Notre-Dame and World Hunger
I keep seeing something along these lines in social media lately, and it irks me.
People were able to donate millions of dollars to restore what had burned down in Notre-Dame! Why can't you use THAT to feed the hungry, the sick and solve the world's problems!
As much as how I'd love the idea of that, it's just not going to happen.
Notre-Dame's case is a measurable and actionable effort—you know exactly what to expect (i.e., restore it to its original form), it's all in a single place, and donated money all goes to that particular effort.
Feeding the hungry? Can people even define a plan to solving this? No way we're just feeding people once and that's it. Solving world hunger requires either a constant flow of food to the right places (a recurring cost, and that's just food! How about other necessities?) or building the necessary support structure to feed entire populations across different continents (a massive undertaking, which likely involves bureaucratic difficulties here and there). There isn't even a leadership responsible to solving the task, so you have to deal with logistics and trust too, because there's always a possibility that the funds will be misused when given to the wrong hands.

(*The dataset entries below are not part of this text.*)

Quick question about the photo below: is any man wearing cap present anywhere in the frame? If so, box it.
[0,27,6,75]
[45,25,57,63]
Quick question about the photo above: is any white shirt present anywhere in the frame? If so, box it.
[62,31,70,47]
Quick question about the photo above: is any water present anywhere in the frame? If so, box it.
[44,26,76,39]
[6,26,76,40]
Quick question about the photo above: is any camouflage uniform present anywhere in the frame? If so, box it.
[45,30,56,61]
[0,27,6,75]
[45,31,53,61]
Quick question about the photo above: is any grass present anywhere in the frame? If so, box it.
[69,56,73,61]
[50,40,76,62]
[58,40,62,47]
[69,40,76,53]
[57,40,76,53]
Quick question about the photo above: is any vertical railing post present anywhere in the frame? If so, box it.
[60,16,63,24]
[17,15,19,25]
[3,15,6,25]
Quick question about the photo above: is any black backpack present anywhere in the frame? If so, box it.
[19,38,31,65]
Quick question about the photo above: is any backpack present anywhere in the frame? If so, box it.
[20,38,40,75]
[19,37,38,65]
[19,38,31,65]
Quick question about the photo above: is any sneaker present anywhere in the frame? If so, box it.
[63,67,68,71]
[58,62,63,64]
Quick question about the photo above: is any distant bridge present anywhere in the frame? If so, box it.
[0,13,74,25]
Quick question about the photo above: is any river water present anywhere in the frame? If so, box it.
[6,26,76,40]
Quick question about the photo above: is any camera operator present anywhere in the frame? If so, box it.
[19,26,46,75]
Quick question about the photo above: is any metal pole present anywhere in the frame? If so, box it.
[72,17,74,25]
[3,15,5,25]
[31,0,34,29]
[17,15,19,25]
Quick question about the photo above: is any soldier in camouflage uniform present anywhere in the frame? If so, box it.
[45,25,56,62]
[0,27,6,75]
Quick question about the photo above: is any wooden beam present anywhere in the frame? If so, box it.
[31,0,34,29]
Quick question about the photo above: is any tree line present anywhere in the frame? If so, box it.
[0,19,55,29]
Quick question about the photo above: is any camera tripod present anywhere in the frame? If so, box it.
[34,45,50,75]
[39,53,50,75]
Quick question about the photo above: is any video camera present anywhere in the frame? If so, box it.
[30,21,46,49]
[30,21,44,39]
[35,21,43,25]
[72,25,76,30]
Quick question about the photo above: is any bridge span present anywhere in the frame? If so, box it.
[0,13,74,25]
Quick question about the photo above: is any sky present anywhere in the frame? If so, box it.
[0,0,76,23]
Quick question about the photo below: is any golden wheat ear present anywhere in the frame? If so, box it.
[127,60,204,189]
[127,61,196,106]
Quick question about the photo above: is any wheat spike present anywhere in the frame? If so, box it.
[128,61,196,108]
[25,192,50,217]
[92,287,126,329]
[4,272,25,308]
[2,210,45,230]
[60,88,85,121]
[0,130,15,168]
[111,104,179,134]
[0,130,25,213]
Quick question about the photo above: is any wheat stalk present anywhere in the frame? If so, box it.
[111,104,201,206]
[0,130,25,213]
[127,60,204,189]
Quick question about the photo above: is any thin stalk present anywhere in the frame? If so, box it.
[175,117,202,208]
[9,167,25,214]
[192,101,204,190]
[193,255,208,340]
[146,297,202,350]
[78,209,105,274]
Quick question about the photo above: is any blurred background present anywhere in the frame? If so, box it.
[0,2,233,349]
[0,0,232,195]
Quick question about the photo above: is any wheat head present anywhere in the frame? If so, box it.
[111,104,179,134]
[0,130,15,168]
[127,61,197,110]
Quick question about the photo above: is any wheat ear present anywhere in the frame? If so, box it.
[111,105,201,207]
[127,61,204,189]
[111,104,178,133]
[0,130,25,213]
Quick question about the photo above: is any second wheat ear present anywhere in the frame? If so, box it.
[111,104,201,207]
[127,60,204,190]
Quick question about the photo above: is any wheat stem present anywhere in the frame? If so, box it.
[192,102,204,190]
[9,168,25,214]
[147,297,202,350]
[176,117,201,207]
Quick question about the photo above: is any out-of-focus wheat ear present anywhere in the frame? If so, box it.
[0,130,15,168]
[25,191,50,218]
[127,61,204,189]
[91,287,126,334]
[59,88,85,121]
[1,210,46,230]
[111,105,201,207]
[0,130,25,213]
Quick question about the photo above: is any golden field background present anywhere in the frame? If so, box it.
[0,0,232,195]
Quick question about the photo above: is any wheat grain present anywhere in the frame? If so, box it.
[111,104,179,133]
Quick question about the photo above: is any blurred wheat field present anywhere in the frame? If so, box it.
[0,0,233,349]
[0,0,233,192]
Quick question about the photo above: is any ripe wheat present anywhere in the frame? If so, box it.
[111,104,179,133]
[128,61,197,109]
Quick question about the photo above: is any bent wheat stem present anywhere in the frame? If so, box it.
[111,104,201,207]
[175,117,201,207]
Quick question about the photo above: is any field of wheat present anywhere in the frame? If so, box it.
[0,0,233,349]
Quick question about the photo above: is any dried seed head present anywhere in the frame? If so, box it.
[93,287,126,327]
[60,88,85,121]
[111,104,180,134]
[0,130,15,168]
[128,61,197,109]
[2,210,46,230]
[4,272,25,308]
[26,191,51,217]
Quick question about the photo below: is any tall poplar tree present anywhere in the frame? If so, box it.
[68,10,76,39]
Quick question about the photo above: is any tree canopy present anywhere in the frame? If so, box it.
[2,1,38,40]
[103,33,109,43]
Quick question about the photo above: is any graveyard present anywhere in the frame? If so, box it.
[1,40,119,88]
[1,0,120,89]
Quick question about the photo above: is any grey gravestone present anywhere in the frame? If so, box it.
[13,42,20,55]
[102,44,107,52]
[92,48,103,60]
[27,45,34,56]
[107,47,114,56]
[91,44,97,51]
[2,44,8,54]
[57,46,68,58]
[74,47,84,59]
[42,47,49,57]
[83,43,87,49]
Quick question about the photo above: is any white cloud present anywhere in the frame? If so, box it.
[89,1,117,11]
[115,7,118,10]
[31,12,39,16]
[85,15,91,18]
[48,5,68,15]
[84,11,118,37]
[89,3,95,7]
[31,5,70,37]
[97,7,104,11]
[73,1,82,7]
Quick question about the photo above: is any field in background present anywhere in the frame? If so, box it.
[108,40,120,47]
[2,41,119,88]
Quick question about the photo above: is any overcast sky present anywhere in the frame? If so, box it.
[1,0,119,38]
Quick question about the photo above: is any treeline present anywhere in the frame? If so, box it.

Funnily enough, what I've described is called a working government if they actually worked wonderfully towards the welfare of their citizens. Alternately, charities and humanitarian organizations exist for this reason—to support people on particular areas or problems that need the most help.
Humanity IS doing something about these problems, but they're not just simply going to disappear with a ton of cash. It takes people and time too! Implying that humanity isn't doing anything just feels disingenuous in my opinion.
I'd definitely give food and money if I ever see a starving child and no one's doing something about it, but I know that's just temporary.
Solving the actual problems is significantly harder.